Each time I gingerly blew my nose, I smelled cinnamon. I didn’t blow it really hard because I didn’t want a powder keg explosion in my nose again! As I drank my morning shake yesterday, it tasted different, because I had remnants of cinnamon dust in my mouth. Chewing gum afterward was also a COMPLETELY new experience!!! I liked how it tasted!

Because I was so inundated with the cinnamon smell I thought back to working at Fairlane mall at Superstars. Cinnabon was located the floor below us across from where we were situated in the mall. I could smell Cinnabon ALL DAY LONG! Subsequently, I gained 15 pounds while I worked there. But I only worked there from after basketball season to before softball season. Five or six months?

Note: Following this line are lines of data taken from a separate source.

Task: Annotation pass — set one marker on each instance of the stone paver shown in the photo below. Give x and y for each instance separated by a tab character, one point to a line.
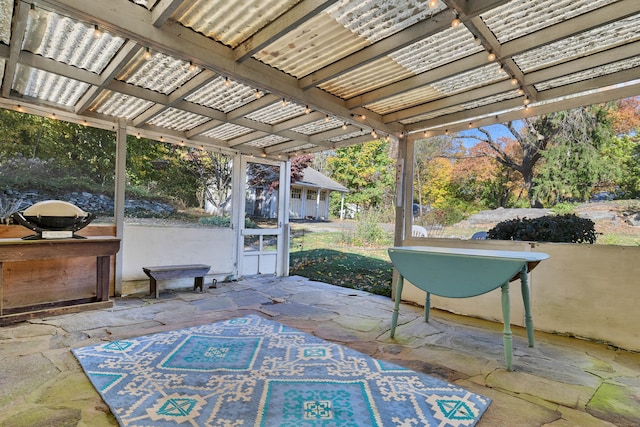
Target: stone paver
561	382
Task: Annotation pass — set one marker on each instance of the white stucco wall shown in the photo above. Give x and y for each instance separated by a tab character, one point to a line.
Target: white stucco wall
144	246
590	291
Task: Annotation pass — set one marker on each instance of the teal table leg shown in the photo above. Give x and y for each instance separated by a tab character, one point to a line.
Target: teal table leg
427	306
507	338
396	307
528	320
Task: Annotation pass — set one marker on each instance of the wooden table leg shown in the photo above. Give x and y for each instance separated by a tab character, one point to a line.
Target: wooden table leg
507	338
197	283
427	306
396	307
528	320
153	287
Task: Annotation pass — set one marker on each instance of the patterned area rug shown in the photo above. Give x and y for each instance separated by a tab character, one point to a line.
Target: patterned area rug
250	371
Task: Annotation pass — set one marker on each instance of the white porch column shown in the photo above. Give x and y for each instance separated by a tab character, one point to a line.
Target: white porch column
285	182
237	212
318	203
118	197
404	197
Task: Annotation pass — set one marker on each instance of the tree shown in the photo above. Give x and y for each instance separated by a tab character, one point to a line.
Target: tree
549	173
575	164
213	172
531	142
366	170
625	146
480	178
425	151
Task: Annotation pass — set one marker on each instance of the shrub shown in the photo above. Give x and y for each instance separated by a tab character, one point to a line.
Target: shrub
224	221
568	228
368	230
564	208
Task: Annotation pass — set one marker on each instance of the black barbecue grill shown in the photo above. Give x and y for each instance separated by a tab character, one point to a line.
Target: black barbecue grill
53	219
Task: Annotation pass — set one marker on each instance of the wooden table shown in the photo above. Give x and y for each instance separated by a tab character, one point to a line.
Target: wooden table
53	276
462	273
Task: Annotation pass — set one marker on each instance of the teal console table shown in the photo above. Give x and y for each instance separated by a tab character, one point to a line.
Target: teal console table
462	273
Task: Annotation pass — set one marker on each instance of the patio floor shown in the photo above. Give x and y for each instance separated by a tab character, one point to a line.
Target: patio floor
561	382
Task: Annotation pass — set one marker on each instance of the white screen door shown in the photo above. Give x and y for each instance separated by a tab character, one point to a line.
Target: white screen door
262	233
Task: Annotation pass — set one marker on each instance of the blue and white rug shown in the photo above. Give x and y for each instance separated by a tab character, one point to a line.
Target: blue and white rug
250	371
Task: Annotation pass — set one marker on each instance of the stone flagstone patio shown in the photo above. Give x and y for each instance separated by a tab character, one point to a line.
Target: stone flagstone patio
561	382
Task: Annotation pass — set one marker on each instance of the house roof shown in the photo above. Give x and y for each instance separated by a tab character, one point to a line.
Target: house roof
283	77
313	178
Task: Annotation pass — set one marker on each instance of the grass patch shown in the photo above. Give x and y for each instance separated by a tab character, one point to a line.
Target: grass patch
363	268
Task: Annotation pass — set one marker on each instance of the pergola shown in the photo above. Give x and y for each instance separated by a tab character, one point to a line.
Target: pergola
282	77
279	78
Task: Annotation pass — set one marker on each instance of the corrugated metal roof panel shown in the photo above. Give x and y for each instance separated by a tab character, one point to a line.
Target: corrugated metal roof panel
6	12
230	22
439	89
120	105
69	41
268	141
521	17
161	73
224	98
300	52
461	107
405	100
318	126
148	4
178	120
227	131
275	113
300	148
346	136
364	79
579	45
377	19
589	74
47	86
344	28
442	48
437	50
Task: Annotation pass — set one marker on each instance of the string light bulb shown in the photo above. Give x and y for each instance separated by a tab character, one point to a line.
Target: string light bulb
33	12
96	32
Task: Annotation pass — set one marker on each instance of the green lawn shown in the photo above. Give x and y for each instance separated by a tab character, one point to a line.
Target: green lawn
323	256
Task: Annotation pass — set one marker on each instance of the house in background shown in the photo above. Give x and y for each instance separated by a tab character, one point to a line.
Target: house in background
310	196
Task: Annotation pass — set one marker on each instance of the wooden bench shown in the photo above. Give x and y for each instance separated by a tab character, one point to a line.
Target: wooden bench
198	271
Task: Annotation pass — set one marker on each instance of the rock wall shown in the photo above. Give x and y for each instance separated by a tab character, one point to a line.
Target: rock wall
98	204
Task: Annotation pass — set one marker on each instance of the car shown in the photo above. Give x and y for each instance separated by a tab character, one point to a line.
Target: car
420	210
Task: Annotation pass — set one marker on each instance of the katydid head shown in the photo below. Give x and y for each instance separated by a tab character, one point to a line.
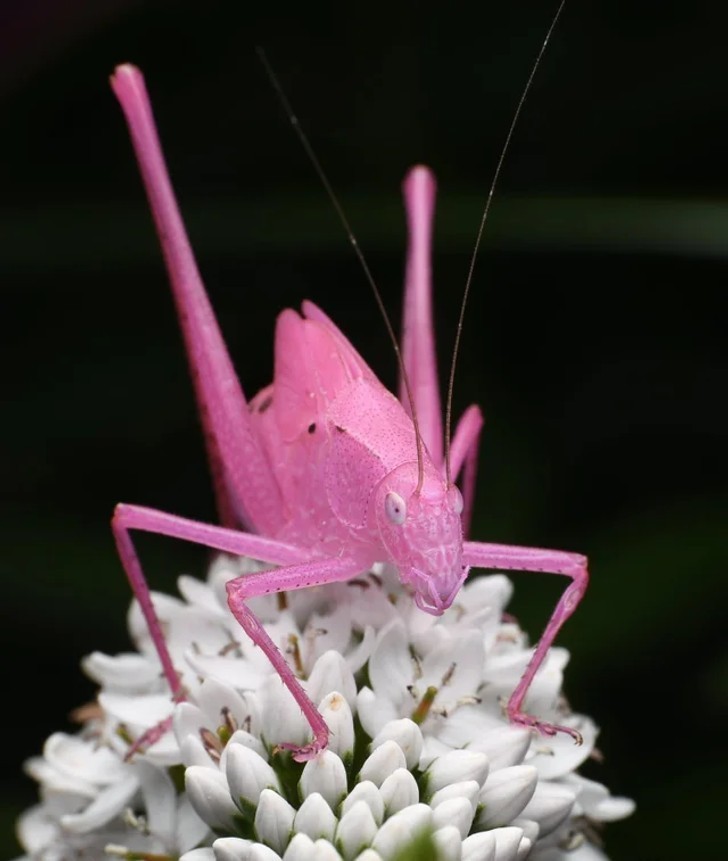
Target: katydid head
418	518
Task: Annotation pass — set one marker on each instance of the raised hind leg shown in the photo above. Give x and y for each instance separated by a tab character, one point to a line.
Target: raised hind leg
572	565
245	486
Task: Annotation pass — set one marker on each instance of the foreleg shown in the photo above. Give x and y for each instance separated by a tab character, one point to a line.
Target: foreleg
316	573
297	574
418	335
506	558
464	455
127	517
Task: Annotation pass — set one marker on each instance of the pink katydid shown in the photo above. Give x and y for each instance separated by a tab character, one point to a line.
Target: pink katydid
327	471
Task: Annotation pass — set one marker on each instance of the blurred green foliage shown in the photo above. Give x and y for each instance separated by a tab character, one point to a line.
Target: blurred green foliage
595	339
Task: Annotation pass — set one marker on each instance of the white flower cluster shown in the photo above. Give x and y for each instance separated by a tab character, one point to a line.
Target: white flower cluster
420	753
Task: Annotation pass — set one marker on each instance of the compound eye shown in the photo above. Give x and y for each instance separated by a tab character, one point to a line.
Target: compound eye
395	508
455	498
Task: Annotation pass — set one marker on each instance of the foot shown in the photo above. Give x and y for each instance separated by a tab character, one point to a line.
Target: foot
521	719
309	751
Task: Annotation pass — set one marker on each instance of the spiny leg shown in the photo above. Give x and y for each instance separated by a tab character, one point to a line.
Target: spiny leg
506	558
315	573
464	455
297	575
127	517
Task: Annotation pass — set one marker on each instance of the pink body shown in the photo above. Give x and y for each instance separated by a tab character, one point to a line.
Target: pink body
321	473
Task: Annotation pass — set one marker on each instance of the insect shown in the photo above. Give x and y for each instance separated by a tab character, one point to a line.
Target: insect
325	472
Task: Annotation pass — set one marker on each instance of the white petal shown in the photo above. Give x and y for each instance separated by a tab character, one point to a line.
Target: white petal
217	699
505	794
187	721
248	774
390	666
614	808
81	759
301	848
382	762
401	829
315	818
479	847
359	656
36	829
407	735
246	739
550	805
198	855
193	752
259	852
367	792
399	790
284	721
160	801
374	712
232	849
369	855
125	672
557	756
57	781
190	829
331	673
448	843
504	746
336	712
107	804
209	795
507	843
461	659
324	851
530	828
457	812
356	830
137	711
274	820
456	766
524	849
465	789
326	775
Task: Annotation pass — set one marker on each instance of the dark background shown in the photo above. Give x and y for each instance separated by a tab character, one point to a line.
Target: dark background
594	340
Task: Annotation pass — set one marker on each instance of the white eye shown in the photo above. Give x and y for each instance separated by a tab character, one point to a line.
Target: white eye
395	508
455	498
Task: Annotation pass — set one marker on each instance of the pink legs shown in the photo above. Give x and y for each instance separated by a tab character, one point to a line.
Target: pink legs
571	565
315	573
245	486
464	455
418	337
298	574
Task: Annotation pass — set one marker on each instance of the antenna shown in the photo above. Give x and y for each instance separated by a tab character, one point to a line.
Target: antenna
308	149
479	236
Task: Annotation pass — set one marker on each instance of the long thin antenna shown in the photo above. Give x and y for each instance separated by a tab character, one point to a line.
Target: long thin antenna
306	144
478	239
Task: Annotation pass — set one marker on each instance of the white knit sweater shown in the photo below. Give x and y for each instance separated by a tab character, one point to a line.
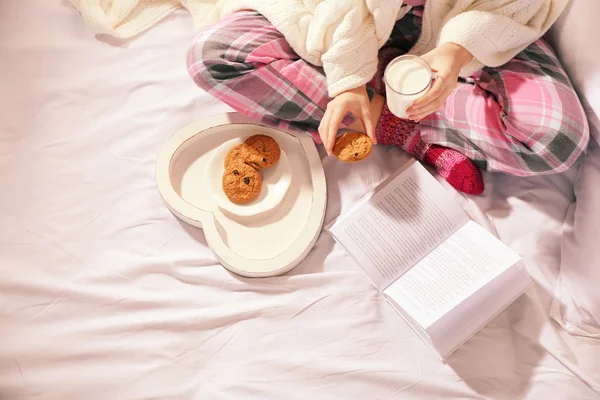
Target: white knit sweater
344	36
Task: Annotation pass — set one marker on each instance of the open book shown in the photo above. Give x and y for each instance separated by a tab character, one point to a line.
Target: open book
445	275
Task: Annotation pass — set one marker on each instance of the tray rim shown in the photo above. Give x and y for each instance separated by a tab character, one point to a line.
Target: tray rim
205	219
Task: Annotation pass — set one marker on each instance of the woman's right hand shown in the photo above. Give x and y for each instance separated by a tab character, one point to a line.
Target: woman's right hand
354	101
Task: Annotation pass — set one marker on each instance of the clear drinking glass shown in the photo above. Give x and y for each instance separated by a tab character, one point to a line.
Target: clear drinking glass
406	78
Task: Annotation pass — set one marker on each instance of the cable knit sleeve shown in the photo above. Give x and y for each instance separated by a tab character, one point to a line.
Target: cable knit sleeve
350	56
351	61
496	36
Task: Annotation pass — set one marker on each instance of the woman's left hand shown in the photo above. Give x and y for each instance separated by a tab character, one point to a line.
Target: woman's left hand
447	61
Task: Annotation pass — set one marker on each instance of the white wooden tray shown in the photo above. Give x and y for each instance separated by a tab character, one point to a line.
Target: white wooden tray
267	244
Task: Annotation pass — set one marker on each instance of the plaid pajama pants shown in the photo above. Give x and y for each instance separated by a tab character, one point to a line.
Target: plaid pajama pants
523	118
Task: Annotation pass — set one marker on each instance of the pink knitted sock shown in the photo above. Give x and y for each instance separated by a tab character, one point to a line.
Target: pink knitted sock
455	167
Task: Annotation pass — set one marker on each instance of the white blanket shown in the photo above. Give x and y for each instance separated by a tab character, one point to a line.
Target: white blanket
106	295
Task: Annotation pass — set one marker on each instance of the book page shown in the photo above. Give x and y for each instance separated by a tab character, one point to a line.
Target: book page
399	225
450	274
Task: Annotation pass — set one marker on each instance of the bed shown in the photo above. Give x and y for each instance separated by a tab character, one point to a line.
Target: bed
104	294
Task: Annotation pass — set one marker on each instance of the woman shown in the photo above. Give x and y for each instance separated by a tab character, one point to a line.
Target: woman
500	101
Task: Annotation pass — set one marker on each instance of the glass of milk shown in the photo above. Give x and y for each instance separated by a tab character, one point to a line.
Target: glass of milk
406	79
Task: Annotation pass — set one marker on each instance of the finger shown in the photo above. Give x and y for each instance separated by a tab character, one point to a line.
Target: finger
368	124
433	93
323	129
433	107
334	125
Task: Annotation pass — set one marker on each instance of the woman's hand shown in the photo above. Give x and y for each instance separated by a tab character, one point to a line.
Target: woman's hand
447	61
356	102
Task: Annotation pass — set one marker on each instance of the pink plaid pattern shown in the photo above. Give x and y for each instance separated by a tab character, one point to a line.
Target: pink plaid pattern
523	118
246	63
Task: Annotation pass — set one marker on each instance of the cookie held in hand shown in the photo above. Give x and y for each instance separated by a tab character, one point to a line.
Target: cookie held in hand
241	183
352	147
268	149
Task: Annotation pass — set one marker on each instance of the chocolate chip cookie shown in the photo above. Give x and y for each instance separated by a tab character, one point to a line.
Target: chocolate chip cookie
268	149
352	147
243	153
241	183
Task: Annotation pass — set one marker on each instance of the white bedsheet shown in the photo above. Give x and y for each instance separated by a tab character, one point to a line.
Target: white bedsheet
106	295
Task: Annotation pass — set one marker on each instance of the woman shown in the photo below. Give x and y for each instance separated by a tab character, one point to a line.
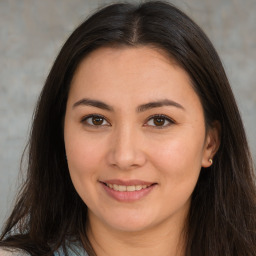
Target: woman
137	146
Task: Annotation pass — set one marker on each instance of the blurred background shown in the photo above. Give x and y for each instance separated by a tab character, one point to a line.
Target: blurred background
32	32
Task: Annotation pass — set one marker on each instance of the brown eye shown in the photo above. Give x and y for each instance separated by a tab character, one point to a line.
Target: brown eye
159	121
95	120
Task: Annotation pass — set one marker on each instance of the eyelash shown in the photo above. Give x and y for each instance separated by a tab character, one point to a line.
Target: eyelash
103	119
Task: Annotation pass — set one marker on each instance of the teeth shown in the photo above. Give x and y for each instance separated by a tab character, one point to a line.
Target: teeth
123	188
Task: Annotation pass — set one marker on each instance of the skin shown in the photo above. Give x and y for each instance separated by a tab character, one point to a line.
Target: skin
132	145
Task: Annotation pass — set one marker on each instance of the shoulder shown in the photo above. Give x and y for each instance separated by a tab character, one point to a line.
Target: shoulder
12	252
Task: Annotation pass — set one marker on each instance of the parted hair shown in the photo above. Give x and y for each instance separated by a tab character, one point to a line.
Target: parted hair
49	214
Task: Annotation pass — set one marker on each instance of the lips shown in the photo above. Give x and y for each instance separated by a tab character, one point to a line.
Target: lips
127	191
123	188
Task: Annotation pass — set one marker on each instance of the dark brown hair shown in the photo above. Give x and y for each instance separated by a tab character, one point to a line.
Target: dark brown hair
49	213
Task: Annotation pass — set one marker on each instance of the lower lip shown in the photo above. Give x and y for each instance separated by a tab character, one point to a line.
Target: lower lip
128	196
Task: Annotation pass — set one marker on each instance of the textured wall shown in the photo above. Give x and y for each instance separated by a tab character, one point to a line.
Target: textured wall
32	32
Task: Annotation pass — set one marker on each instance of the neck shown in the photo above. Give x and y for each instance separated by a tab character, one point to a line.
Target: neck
165	239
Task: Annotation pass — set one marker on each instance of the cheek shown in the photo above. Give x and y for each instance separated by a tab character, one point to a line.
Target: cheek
179	161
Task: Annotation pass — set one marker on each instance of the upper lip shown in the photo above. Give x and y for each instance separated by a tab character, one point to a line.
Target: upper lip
127	182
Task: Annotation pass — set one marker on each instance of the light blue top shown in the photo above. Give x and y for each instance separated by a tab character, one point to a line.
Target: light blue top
78	251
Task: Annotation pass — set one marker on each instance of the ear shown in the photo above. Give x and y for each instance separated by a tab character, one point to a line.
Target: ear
212	143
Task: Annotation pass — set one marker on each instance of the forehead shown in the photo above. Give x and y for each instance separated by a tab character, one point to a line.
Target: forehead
131	73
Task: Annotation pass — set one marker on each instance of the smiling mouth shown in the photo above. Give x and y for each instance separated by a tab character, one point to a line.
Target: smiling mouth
123	188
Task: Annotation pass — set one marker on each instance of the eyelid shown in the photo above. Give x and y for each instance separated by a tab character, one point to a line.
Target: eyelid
170	120
84	118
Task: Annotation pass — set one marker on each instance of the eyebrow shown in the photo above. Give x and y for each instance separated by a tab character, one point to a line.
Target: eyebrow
141	108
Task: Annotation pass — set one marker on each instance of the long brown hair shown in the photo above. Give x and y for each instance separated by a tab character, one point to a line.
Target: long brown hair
49	213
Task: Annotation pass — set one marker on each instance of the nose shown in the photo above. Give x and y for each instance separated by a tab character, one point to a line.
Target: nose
126	149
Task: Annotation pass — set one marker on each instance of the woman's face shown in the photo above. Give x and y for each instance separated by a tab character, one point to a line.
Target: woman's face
135	138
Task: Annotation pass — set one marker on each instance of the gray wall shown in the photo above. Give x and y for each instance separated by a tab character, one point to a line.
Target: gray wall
32	32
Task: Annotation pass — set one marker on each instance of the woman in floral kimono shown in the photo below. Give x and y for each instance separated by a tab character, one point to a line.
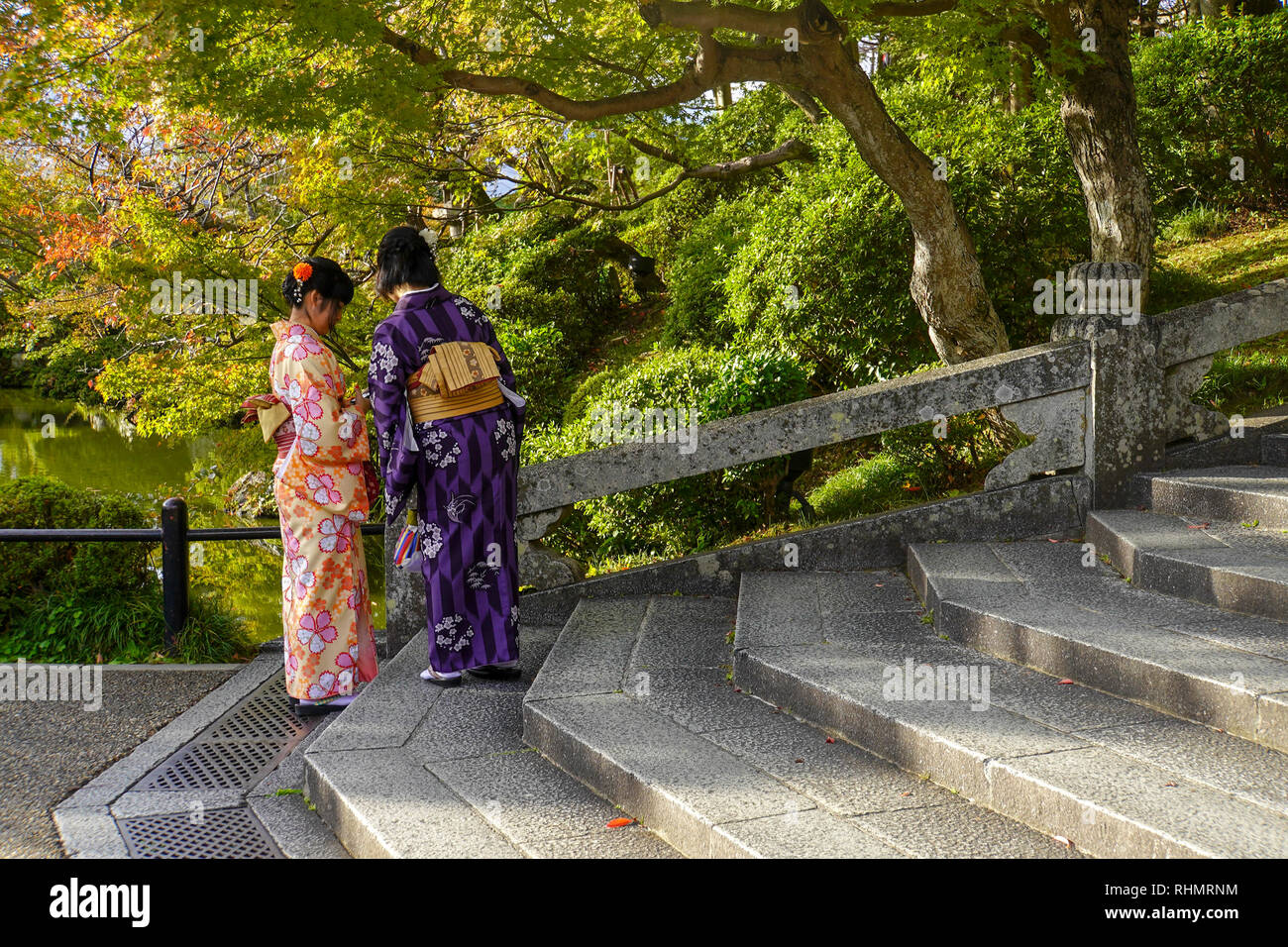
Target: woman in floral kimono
321	496
463	471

I really like that today was the second day of taking this Ceylon cinnamon, and it already is “less!” What I mean is that it is it’s less abrasive to take this cinnamon. Oh, it’s still HOT for sure, but it just feels a little bit “less.” And therefore a little bit more tolerable which is good, because I will have to do this for the rest of my life!

So Be It!

I think it was the last summer when I talked with my Mom about the fact that I may be addicted to Chapstick. She was the one who suggested it, because she read about it online and I laughed hysterically!

Fast-forward to this summer, and since the beginning of June, I have gone through two ENTIRE tubes of Cucumber Mint chapstick! Wait. What?! Maybe I am a little bit addicted to chapstick… I love how soft it feels on my lips when I press them together. I guess I like that feeling a little bit more now that I am homebound and it’s a little more painful…

Because of that possible fact, I have made the executive decision to make my new Dragonfruit Lemon chapstick, my chapstick for the entire weekend. maybe I will let my current chapsticks last until September when I can go to Pomegranate for Pumpkin Spice in October. So, I guess I may be a little addicted to Chapstick… so be it!